TheSpyAnts in bobrauschenbergamerica at [Inside] the Ford | Photo: Debi Landrie

by Lyle Zimskind for LAist"Why does a man in a chicken suit cross the stage?" is not the only existential inquiry tackled by Charles Mee’s challenging but rewarding theater piece bobrauschenbergamerica. There’s also: "Does man have the power to forgive himself?" "What’s it like to swim in a giant martini?" "Do men and women deceive each other or themselves when they fall in love?" And, of course, "Did somebody make a mistake with the slide projector before the show started tonight?"

A series of 43 somewhat-related scenes collectively inspired by the “Combines” of genre-bending 20th-century collagist Robert Rauschenberg, bobrauschenbergamerica is Mee’s idea of what the master would have produced if he himself “had been a theater maker instead of a visual artist.” And like these Combines, the play initially greets its audience with a giddily disorienting juxtaposition of visual cues and gestures. Indeed, that slide projector presentation accompanying the play’s opening monologue so vexed the couple sitting next to me that they started talking back to the stage for a moment and clearly never recovered their equilibrium over the ensuing hour and a half.

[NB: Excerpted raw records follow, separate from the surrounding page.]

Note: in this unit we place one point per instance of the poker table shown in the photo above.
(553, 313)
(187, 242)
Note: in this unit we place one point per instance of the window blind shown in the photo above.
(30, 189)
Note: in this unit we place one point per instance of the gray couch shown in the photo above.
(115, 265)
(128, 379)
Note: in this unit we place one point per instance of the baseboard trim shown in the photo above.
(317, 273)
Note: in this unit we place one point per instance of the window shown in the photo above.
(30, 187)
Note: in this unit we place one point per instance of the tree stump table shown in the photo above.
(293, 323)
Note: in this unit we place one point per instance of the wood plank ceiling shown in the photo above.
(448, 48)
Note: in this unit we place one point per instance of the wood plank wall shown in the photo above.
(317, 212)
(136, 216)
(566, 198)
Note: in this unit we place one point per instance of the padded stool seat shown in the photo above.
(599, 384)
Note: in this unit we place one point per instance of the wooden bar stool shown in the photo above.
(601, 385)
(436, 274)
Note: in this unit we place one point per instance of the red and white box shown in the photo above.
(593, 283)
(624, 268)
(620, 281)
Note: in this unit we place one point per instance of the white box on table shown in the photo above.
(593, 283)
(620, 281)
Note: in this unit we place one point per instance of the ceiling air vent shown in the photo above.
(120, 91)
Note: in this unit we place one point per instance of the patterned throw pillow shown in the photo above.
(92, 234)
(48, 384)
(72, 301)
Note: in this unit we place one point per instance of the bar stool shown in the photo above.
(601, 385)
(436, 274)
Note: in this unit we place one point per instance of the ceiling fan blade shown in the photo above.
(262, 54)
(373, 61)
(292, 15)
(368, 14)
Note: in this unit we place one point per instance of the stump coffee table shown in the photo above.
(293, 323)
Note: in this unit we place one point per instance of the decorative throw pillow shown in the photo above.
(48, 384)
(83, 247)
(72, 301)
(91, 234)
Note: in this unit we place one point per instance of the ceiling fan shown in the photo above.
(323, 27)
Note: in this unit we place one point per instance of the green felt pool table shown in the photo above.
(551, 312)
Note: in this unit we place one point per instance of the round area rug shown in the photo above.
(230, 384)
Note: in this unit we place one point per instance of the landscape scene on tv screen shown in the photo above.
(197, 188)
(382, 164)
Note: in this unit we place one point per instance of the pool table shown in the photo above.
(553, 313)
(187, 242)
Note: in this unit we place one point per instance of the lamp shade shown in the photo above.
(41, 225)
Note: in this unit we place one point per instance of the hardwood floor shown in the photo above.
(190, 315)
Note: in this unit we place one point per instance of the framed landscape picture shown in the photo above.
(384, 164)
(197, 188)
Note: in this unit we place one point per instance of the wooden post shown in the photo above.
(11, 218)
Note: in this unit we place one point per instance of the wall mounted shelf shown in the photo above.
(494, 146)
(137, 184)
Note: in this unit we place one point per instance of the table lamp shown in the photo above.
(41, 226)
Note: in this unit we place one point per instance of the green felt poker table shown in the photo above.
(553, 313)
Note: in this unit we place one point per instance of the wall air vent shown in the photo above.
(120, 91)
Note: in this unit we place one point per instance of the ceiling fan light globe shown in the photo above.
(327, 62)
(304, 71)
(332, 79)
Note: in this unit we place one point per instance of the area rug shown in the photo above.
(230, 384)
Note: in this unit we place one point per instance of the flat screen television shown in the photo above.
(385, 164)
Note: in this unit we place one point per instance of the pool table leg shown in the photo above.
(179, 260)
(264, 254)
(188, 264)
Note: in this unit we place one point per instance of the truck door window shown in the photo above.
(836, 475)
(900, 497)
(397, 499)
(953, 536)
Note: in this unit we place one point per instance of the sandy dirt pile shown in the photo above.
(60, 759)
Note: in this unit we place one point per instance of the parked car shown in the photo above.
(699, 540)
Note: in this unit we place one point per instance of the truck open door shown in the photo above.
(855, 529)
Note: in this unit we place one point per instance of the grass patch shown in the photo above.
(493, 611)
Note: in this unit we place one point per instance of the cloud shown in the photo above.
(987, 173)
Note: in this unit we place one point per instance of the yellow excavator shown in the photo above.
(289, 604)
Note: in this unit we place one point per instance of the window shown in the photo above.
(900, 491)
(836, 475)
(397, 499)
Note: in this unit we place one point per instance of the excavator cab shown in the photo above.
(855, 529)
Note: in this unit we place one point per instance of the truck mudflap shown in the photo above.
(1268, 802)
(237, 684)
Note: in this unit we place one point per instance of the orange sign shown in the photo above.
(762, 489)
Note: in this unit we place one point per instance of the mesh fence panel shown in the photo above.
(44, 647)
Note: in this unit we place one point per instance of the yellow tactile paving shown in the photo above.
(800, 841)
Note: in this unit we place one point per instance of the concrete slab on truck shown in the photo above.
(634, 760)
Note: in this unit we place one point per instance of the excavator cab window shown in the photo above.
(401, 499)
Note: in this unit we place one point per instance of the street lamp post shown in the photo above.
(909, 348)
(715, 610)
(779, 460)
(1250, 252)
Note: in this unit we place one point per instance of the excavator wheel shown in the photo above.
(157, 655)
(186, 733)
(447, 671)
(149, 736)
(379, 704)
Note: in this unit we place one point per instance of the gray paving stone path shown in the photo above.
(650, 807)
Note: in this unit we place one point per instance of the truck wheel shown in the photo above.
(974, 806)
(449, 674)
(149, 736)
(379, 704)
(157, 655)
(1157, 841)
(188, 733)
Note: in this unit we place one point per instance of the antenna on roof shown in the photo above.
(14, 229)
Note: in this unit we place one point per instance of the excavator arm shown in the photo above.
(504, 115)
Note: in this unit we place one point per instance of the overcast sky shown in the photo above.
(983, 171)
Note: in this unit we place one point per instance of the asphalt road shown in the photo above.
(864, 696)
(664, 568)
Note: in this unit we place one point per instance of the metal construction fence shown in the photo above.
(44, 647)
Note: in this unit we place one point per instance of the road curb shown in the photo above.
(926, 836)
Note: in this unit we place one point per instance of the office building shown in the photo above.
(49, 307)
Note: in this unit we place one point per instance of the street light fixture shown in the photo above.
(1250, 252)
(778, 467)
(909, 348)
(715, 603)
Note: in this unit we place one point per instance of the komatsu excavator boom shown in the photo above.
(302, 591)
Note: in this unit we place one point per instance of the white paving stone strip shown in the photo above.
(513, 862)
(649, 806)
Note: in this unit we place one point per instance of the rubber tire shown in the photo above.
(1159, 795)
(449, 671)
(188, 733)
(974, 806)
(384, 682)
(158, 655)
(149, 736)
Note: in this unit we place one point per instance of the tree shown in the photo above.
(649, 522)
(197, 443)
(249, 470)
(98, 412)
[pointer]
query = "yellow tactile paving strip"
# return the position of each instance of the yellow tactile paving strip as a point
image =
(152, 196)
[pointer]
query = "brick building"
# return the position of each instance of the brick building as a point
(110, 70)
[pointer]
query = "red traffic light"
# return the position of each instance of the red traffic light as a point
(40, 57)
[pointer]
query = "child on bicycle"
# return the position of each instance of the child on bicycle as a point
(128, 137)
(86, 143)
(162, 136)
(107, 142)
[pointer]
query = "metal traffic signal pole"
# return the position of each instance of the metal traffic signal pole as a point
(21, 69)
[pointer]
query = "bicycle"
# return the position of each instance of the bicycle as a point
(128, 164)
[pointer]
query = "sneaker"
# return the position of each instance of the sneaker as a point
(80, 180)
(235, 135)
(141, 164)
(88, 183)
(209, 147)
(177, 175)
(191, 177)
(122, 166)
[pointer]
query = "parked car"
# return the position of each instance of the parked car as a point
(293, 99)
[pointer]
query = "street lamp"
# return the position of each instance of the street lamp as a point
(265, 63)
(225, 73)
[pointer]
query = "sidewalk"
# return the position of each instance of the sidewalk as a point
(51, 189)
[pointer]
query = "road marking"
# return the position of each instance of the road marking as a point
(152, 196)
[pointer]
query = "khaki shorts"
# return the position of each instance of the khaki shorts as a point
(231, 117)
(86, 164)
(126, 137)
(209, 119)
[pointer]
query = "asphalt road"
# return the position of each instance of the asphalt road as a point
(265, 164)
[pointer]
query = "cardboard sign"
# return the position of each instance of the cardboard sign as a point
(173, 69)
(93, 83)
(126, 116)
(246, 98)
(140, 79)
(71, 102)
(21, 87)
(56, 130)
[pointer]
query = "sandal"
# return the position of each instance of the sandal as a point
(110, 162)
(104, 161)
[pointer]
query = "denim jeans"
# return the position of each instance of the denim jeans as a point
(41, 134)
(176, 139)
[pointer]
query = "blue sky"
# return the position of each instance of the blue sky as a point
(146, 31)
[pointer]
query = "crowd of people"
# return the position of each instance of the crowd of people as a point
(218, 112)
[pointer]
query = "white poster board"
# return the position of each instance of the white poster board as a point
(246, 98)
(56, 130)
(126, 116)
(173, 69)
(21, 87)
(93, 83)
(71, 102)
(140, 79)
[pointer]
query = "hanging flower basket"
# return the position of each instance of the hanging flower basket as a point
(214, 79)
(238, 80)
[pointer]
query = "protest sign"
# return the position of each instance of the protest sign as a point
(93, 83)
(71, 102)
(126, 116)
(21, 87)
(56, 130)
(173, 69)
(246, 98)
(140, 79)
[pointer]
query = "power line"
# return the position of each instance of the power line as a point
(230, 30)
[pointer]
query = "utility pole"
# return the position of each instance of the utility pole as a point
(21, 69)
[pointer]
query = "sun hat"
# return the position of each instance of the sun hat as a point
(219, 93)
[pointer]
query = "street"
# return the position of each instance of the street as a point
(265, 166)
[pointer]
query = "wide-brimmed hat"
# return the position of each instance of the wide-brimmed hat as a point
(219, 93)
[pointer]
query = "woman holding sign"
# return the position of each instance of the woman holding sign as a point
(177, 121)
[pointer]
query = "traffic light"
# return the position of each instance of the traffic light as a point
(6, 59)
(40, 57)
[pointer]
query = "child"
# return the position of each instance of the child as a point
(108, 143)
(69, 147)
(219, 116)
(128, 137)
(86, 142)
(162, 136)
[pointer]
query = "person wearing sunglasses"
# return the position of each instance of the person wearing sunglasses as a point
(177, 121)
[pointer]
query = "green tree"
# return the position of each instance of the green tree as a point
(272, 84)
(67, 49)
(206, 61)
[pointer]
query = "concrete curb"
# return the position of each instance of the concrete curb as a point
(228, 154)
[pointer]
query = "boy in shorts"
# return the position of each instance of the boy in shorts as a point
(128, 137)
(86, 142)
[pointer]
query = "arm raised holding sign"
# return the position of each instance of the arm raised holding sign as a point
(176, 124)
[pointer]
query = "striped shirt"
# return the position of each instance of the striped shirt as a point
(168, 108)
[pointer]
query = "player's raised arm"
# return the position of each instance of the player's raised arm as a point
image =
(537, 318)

Others in attendance, however, may well spend this interval getting progressively seduced into the charismatic bizarro world that TheSpyAnts Theatre Company production team, under the helm of guest director Bart DeLorenzo, creates in the Ford Ampitheater’s “[Inside]” performance space. Set designer Marina Mouhibian incorporates some of the objects found in Rauschenberg’s Combines, along with additional images she contributes on her own (including a gigantic bowling pin), into a fantastic junkyard playground for the ensemble cast to run - not to mention roller skate - around. And by the end of the evening you may be surprised, even moved, to realize how successfully these actors have done the work of building a coherently engaging emotional arc out of the rollickingly complex, sometimes esoteric raw material of Mee’s playful, peripatetic text.

Although bobrauschenbergamerica was first performed by Anne Bogart’s SITI ensemble in 2001, and included in the influential Brooklyn Academy of Music Next Wave festival two years later, the play is only now receiving its Los Angeles premiere with the current SpyAnts production, running Thursdays through Sundays until the end of February.

General admission tickets are $22.50 via the Ford Theatres’ own web site, $13.50 on Goldstar, and $12 through the LA Stage Alliance.